Ne vois-tu rien venir ? Amélie Antoine

« Ne vois-tu rien venir? » nouveau roman d’Amélie Antoine propose un récit à deux voix, celle de Sarah, et celle d’Orlane, deux adolescentes qui auraient pu être copines, mais sont devenues ennemies jurées. La première entre en troisième, dans un collège où elle a fait toute sa scolarité et où elle est « populaire ». La seconde a déménagé de Toulouse avec sa famille et s’apprête à faire sa rentrée dans ce même collège. Le texte alterne les voix des deux gamines, qui, chacune à leur tour, raconte ce qu’elles vivent au quotidien. Le roman couvre une année scolaire complète dans laquelle Amélie Antoine glisse des entretiens liés à une enquête à la fin de chaque mois, où différentes personnes prennent la parole, comme si un drame terrible avait eu lieu.

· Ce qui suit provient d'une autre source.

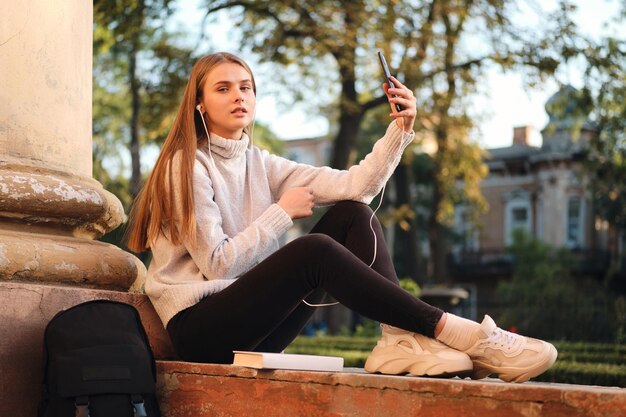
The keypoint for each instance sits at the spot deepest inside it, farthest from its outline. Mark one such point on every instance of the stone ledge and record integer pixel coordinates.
(222, 390)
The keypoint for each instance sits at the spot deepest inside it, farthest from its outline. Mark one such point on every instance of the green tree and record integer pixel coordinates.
(543, 299)
(139, 74)
(324, 45)
(605, 102)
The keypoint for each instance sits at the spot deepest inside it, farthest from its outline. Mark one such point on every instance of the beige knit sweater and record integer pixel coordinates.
(238, 222)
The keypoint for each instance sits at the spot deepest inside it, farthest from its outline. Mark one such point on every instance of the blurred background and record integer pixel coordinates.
(510, 201)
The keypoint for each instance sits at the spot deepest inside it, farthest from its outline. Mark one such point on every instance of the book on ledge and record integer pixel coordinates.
(265, 360)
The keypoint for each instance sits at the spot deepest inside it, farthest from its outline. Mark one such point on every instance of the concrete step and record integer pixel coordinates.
(190, 389)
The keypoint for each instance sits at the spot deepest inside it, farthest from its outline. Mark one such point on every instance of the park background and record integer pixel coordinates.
(479, 69)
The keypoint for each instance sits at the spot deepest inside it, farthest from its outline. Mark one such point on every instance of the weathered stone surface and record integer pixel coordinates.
(62, 202)
(66, 260)
(25, 310)
(220, 390)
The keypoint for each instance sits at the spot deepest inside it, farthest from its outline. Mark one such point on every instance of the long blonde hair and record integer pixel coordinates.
(152, 212)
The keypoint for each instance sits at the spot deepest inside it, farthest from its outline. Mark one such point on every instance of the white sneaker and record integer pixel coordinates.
(399, 351)
(513, 357)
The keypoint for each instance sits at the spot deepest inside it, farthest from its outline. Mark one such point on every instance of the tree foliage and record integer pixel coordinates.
(606, 93)
(440, 48)
(139, 74)
(544, 300)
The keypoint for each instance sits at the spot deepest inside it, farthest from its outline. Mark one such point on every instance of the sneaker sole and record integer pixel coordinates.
(515, 374)
(393, 361)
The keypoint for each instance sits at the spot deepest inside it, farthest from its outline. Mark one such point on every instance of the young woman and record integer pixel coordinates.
(212, 213)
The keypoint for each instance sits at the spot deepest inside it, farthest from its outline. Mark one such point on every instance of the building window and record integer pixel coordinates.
(574, 226)
(467, 232)
(518, 215)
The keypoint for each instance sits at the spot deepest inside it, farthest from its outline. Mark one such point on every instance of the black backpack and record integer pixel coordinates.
(98, 363)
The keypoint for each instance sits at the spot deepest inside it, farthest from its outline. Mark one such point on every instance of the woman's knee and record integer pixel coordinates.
(351, 209)
(316, 245)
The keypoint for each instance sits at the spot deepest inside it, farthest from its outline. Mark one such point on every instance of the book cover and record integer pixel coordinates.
(265, 360)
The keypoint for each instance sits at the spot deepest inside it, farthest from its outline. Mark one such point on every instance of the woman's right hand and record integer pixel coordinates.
(298, 202)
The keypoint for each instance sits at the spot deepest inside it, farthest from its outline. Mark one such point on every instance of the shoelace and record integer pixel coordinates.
(503, 339)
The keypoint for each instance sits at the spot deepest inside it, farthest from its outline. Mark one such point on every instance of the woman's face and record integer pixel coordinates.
(228, 100)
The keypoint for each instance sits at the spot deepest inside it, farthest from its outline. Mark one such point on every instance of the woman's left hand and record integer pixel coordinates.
(406, 99)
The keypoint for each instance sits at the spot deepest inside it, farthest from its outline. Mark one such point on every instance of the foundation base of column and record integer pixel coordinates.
(33, 257)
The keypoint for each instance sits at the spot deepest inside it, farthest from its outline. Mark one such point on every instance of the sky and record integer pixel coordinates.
(508, 104)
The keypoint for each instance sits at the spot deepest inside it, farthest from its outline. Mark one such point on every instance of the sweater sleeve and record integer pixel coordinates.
(360, 182)
(219, 256)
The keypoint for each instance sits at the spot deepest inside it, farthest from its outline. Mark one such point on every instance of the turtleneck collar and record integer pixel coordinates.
(229, 148)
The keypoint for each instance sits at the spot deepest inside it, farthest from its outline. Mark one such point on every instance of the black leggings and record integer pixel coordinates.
(263, 309)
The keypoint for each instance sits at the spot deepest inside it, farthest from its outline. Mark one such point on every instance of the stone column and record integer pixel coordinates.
(51, 209)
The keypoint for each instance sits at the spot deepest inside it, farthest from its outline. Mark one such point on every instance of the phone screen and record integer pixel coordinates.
(385, 67)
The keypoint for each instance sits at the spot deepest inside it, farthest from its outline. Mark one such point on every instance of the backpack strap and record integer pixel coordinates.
(82, 406)
(138, 405)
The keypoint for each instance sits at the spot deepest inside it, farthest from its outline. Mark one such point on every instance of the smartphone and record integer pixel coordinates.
(387, 73)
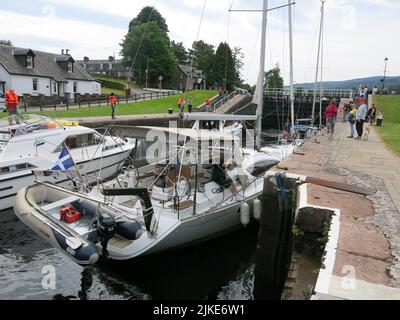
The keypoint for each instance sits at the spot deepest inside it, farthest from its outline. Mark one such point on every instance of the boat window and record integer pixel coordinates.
(16, 168)
(79, 141)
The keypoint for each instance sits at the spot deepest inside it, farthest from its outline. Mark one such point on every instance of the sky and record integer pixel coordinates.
(358, 34)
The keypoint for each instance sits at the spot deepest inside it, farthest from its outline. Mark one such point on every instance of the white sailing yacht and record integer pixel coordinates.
(34, 142)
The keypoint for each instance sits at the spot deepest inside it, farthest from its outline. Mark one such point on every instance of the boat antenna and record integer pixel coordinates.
(318, 58)
(291, 65)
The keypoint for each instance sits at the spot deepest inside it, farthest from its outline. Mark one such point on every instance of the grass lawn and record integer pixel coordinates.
(390, 131)
(136, 108)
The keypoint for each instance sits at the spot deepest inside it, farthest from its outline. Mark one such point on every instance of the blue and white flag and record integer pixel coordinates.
(64, 162)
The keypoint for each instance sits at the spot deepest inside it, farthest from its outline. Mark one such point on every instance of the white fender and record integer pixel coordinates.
(257, 208)
(245, 214)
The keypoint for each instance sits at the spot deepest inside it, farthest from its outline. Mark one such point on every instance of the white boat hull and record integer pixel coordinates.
(100, 168)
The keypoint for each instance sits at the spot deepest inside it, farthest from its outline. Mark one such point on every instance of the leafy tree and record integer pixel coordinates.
(238, 57)
(6, 42)
(224, 71)
(180, 52)
(154, 47)
(149, 14)
(273, 79)
(202, 57)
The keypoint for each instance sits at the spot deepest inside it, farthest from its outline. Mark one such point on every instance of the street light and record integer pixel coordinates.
(384, 75)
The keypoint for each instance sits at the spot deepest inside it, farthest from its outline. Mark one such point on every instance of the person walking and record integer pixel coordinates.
(351, 118)
(360, 118)
(331, 115)
(181, 104)
(112, 99)
(190, 104)
(11, 100)
(372, 115)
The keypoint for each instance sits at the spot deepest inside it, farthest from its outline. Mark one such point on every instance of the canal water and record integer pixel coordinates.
(221, 269)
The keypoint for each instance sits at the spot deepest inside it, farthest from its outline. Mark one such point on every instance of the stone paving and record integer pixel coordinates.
(364, 262)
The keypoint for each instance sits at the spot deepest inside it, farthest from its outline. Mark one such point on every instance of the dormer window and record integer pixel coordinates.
(29, 62)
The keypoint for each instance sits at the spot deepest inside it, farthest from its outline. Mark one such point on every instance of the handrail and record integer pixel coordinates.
(228, 98)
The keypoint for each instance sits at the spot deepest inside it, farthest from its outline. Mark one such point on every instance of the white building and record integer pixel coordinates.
(36, 72)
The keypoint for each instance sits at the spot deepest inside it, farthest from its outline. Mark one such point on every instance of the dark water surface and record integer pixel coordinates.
(220, 269)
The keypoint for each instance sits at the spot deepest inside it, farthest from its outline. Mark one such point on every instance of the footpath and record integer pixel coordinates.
(362, 258)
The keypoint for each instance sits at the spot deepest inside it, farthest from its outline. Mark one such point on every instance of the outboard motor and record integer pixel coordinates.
(106, 230)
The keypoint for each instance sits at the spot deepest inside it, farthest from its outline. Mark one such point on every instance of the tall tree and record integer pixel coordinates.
(202, 56)
(238, 57)
(6, 42)
(180, 52)
(273, 79)
(146, 42)
(149, 14)
(224, 71)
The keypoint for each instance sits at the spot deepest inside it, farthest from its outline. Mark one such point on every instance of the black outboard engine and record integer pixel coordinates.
(106, 230)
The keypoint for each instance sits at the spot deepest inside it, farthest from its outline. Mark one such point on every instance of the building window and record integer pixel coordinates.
(35, 84)
(29, 62)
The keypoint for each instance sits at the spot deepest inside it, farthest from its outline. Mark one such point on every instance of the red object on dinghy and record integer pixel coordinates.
(69, 214)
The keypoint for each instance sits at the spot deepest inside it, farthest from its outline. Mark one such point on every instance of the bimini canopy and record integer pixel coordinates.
(181, 134)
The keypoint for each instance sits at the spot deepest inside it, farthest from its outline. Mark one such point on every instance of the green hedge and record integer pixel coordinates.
(112, 84)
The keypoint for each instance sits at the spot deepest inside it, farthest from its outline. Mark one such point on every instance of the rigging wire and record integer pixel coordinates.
(192, 56)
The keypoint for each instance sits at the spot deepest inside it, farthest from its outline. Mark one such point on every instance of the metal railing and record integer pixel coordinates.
(101, 101)
(228, 98)
(328, 93)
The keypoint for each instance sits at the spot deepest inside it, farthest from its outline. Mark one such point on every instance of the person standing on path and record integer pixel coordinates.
(360, 119)
(351, 118)
(331, 115)
(11, 100)
(372, 115)
(181, 104)
(112, 99)
(190, 104)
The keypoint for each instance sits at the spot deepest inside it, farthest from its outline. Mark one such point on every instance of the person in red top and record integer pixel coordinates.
(112, 99)
(331, 115)
(12, 100)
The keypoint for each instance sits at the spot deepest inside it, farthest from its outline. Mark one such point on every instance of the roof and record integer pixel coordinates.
(45, 65)
(103, 65)
(190, 71)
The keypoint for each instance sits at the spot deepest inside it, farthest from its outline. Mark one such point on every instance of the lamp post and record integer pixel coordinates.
(384, 75)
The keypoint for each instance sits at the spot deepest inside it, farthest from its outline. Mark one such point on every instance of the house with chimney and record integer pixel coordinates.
(110, 67)
(37, 73)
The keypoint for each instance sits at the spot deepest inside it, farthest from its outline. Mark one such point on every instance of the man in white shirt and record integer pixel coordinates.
(360, 119)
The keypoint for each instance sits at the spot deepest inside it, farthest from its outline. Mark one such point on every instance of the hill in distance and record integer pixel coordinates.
(391, 83)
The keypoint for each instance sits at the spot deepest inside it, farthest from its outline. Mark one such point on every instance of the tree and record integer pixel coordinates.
(238, 57)
(154, 47)
(224, 71)
(150, 14)
(202, 57)
(6, 42)
(273, 79)
(180, 52)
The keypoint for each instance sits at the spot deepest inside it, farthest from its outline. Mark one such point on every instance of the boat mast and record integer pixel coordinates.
(291, 64)
(322, 63)
(318, 56)
(261, 76)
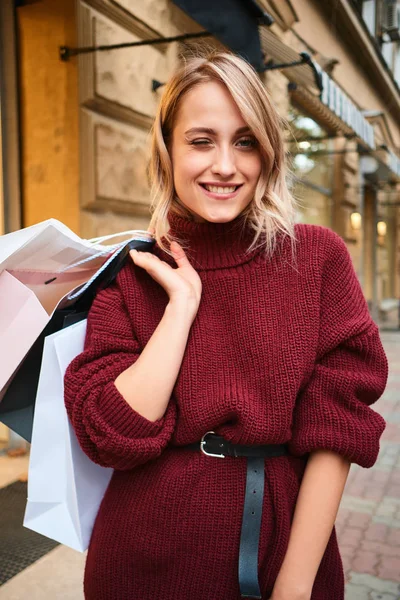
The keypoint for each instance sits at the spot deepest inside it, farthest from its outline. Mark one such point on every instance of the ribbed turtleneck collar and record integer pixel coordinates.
(214, 245)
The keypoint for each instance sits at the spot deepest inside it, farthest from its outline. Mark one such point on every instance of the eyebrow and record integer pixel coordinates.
(210, 131)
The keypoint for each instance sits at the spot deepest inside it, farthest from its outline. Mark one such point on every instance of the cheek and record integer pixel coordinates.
(189, 166)
(253, 167)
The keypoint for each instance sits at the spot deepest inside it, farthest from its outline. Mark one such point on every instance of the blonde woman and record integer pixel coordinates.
(227, 377)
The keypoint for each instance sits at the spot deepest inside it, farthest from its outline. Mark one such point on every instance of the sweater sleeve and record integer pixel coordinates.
(332, 411)
(109, 430)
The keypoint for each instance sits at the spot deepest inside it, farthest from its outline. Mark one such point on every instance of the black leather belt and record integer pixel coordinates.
(215, 445)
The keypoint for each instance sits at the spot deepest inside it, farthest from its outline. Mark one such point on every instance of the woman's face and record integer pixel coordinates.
(215, 158)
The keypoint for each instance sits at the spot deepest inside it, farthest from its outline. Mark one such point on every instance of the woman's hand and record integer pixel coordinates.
(289, 591)
(180, 284)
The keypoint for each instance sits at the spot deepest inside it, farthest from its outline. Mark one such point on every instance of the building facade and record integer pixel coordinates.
(85, 122)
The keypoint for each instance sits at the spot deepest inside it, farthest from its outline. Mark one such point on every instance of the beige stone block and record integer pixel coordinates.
(114, 162)
(94, 224)
(161, 15)
(124, 76)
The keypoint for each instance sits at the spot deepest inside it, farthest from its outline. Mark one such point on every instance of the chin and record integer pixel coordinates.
(217, 216)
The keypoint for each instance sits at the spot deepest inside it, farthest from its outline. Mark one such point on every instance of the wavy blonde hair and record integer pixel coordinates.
(272, 209)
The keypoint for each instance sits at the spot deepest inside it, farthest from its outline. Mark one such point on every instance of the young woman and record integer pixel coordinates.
(242, 335)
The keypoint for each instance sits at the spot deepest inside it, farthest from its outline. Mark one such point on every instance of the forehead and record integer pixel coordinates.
(209, 105)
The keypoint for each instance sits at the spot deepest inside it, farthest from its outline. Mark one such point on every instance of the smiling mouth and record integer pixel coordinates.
(217, 189)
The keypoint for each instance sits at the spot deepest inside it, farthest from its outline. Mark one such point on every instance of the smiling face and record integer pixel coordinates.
(215, 158)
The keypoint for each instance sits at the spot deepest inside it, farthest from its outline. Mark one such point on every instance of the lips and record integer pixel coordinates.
(220, 188)
(220, 191)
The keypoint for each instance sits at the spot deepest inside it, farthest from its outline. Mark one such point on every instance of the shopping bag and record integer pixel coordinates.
(25, 335)
(65, 487)
(39, 258)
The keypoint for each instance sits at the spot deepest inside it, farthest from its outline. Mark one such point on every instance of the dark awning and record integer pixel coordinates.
(233, 22)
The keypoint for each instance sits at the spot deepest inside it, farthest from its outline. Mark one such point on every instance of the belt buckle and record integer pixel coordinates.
(202, 442)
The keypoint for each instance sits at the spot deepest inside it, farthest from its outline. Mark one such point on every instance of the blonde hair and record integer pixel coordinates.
(272, 209)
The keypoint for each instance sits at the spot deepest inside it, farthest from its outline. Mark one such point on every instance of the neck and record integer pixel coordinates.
(213, 245)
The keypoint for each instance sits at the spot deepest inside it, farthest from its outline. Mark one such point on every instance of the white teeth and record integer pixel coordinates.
(220, 190)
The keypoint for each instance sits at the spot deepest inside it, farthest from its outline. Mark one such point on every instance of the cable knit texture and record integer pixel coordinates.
(279, 352)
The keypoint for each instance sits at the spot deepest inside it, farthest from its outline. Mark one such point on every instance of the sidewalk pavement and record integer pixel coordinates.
(368, 523)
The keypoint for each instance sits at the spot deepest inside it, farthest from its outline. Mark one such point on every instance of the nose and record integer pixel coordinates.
(224, 162)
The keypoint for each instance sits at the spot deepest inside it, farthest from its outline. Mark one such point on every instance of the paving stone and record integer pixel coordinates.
(387, 521)
(361, 505)
(383, 596)
(389, 568)
(372, 583)
(366, 562)
(357, 592)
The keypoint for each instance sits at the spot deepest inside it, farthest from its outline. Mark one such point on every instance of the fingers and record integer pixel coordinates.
(146, 259)
(179, 255)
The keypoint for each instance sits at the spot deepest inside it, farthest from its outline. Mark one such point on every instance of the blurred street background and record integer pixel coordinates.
(74, 133)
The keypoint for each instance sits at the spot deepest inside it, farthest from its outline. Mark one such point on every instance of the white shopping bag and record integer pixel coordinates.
(52, 264)
(65, 487)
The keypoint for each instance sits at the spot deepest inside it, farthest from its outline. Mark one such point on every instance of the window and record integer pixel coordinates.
(311, 163)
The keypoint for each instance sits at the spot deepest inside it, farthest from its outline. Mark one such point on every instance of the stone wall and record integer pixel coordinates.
(118, 104)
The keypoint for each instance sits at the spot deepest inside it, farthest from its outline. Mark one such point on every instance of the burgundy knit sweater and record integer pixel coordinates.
(279, 352)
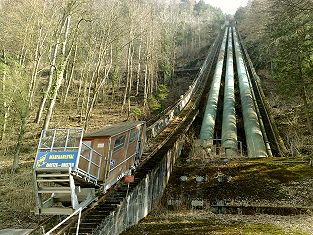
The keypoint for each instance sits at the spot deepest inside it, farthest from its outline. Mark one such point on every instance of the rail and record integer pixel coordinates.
(78, 211)
(170, 114)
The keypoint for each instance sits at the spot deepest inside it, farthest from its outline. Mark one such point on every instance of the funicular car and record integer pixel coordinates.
(71, 166)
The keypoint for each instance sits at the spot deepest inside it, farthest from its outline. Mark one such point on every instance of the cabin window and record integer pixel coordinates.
(133, 135)
(119, 142)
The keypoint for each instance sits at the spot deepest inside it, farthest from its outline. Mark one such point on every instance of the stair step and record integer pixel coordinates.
(52, 175)
(52, 180)
(54, 190)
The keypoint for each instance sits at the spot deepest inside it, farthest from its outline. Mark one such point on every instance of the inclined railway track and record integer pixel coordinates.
(106, 204)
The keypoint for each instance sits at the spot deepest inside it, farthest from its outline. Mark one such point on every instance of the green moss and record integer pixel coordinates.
(186, 225)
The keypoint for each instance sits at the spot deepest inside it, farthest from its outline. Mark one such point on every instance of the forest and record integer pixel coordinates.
(90, 63)
(278, 35)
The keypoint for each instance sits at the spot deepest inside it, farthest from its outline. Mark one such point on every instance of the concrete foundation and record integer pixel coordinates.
(144, 197)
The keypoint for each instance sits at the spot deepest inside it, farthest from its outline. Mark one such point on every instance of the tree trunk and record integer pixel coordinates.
(71, 75)
(50, 82)
(60, 74)
(16, 158)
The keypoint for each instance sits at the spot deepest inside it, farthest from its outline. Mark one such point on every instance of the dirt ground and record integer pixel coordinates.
(204, 222)
(17, 200)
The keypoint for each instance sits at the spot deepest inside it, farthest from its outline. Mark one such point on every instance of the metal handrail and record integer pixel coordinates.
(66, 219)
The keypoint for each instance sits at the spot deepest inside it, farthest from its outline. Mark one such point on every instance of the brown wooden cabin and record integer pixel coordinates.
(116, 150)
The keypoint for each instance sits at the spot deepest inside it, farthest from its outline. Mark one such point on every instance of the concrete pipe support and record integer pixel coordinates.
(229, 129)
(254, 138)
(208, 123)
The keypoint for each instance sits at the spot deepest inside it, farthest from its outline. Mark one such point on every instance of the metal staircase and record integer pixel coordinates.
(60, 186)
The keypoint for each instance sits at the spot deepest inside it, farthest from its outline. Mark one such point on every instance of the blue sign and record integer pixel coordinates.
(56, 160)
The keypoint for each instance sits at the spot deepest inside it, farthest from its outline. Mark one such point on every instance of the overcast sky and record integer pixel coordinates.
(228, 6)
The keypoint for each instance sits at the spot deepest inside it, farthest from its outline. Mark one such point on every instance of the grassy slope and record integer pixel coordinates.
(17, 200)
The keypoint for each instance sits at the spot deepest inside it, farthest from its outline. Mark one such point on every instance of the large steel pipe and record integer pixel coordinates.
(229, 129)
(254, 138)
(208, 123)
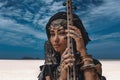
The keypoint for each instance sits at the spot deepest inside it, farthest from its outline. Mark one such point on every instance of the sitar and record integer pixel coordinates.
(71, 72)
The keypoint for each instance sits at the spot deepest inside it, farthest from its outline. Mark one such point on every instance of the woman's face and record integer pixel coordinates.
(58, 39)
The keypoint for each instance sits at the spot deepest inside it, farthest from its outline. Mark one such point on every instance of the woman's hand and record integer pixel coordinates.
(67, 60)
(75, 33)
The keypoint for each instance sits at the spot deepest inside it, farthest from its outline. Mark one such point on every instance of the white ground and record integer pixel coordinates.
(29, 69)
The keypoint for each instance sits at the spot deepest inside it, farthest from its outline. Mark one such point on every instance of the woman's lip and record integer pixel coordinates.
(56, 45)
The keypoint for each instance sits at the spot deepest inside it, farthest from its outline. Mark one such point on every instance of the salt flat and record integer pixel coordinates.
(29, 69)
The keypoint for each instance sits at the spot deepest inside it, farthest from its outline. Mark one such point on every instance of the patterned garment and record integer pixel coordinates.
(52, 63)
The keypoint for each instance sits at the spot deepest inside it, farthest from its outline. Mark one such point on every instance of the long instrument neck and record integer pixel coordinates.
(71, 72)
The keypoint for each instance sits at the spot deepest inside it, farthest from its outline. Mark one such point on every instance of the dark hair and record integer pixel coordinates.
(76, 22)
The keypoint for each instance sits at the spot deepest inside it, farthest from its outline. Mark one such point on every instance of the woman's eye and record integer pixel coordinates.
(52, 34)
(62, 33)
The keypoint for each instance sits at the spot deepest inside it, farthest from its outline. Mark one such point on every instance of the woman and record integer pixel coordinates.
(57, 60)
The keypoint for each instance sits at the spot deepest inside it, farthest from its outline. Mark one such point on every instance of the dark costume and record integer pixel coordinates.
(52, 58)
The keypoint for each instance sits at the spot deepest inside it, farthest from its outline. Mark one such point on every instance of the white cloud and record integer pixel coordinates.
(13, 26)
(115, 35)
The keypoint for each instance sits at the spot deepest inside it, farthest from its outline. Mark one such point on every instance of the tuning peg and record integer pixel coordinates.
(75, 8)
(64, 4)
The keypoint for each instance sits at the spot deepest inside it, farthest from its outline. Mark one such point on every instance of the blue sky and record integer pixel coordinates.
(22, 26)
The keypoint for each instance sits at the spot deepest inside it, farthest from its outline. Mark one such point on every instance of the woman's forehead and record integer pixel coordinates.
(58, 28)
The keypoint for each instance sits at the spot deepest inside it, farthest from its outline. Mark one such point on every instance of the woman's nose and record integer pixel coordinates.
(56, 38)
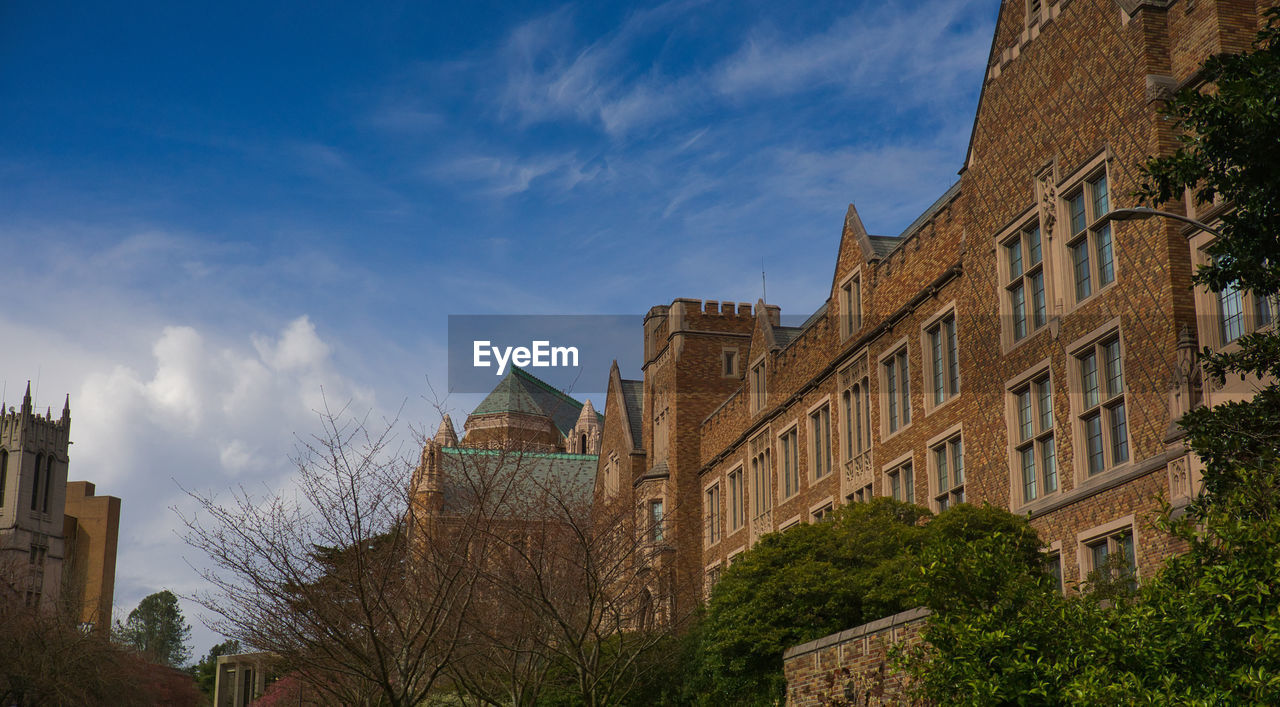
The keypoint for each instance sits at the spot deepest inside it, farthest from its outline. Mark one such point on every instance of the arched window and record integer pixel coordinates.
(4, 474)
(49, 482)
(35, 483)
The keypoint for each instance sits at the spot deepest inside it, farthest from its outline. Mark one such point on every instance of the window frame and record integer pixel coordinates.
(1023, 279)
(822, 509)
(849, 301)
(1093, 223)
(786, 475)
(817, 437)
(1211, 302)
(900, 469)
(656, 520)
(762, 480)
(950, 378)
(713, 532)
(736, 500)
(731, 361)
(1104, 407)
(758, 382)
(1088, 539)
(1032, 382)
(949, 441)
(892, 398)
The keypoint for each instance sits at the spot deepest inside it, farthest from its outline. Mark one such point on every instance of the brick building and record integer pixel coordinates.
(524, 427)
(1013, 346)
(56, 538)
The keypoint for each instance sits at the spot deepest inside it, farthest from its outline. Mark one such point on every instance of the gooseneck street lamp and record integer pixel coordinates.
(1146, 213)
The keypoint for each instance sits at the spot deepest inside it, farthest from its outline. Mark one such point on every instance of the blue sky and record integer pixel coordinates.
(211, 213)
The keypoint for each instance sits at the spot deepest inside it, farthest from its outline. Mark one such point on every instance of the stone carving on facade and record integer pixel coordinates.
(1184, 390)
(1047, 203)
(1179, 479)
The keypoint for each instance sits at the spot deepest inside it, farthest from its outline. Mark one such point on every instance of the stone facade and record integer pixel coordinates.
(56, 539)
(1046, 349)
(853, 666)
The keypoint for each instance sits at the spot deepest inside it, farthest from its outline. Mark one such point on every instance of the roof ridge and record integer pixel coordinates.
(483, 451)
(545, 386)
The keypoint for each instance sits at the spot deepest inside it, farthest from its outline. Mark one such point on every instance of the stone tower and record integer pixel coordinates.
(585, 437)
(32, 496)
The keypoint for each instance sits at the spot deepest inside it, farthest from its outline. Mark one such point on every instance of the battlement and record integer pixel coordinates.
(23, 424)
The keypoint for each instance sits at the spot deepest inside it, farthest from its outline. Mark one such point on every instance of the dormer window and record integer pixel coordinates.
(758, 387)
(850, 305)
(728, 363)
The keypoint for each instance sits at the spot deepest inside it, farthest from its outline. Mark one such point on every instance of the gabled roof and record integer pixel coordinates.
(784, 336)
(883, 245)
(522, 392)
(632, 398)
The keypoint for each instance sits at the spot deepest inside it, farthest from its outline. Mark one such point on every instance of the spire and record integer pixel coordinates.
(588, 416)
(446, 436)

Quelles sont les origines de la haine et quelles sont ses motivations ? Comment naît-elle et pourquoi ? Quels éléments se cachent derrière cette émotion intense et de quoi se nourrit-elle ? « Ne vois-tu rien venir? » commence par l’annonce d’une mauvaise nouvelle pour Sarah. Ce qui surgit dans sa vie pourrait mettre sa popularité à mal auprès des autres collégiens et la rendre « différente » aux yeux de tous. La meilleure défense étant l’attaque, c’est assez naturellement qu’elle décide de prendre Orlane en grippe pour dévier l’attention de tous. Procédé facile, classique, mais redoutablement efficace. « Être populaire et faire partie des filles qui sont respectées et admirées, c’est du boulot; et maintenant que je suis en troisième, j’ai bien l’intention de profiter de cet avantage. » Sa proie est toute désignée, une nouvelle dans l’école qui a l’air perdu, s’agrippe aux sangles de son sac à dos, et aurait une bosse sur le nez. « Y en a qui ne sont pas vraiment gâtés au départ, c’est quand même pas de pot d’avoir l’air nickel de face et d’être un monstre de profil, quoi! Je sens qu’on va bien s’amuser avec elle. J’ai l’instinct pour ça. » Reste à convaincre la meute qui tourne autour d’elle de l’aider dans son entreprise de destruction massive, chose plutôt aisée lorsque l’on est si populaire. Lentement, la haine est instillée dans l’esprit de tous les « suiveurs » qui prennent chaque mot sortant de la bouche de Sarah comme parole d’évangile. 

Que se passe-t-il pour Orlane ? Rapidement, dès septembre, Orlane a « la désagréable conviction qu’ici, cette fille fait la pluie et le beau temps. » Elle a conscience que Sarah a une influence énorme sur les élèves de sa classe. « Être acceptée d’elle, c’est être accepté de tout le monde. Être dans sa ligne de mire, c’est se retrouver seule en plein désert, à errer en vain pour trouver une oasis. » Orlane tente plusieurs scénarios pour échapper à l’acharnement de Sarah. C’est d’ailleurs extrêmement bien pensé de la part d’Amélie Antoine, de dérouler tous les mécanismes de défense qu’utilisent les élèves harcelés : se fondre dans la masse, essayer d’être transparents, ne pas se faire remarquer, tenter de faire ami-ami, et se rendre vite compte que cela ne fonctionne pas. Après moult tentatives, lorsque le palier de l’humiliation devant témoins est franchi, Orlane cesse d’imaginer comment elle peut lui échapper, elle ressent simplement de la peur. Cette peur, sourde, omniprésente et extrêmement vicieuse, devient malheureusement l’émotion la plus présente dans la vie d’Orlane.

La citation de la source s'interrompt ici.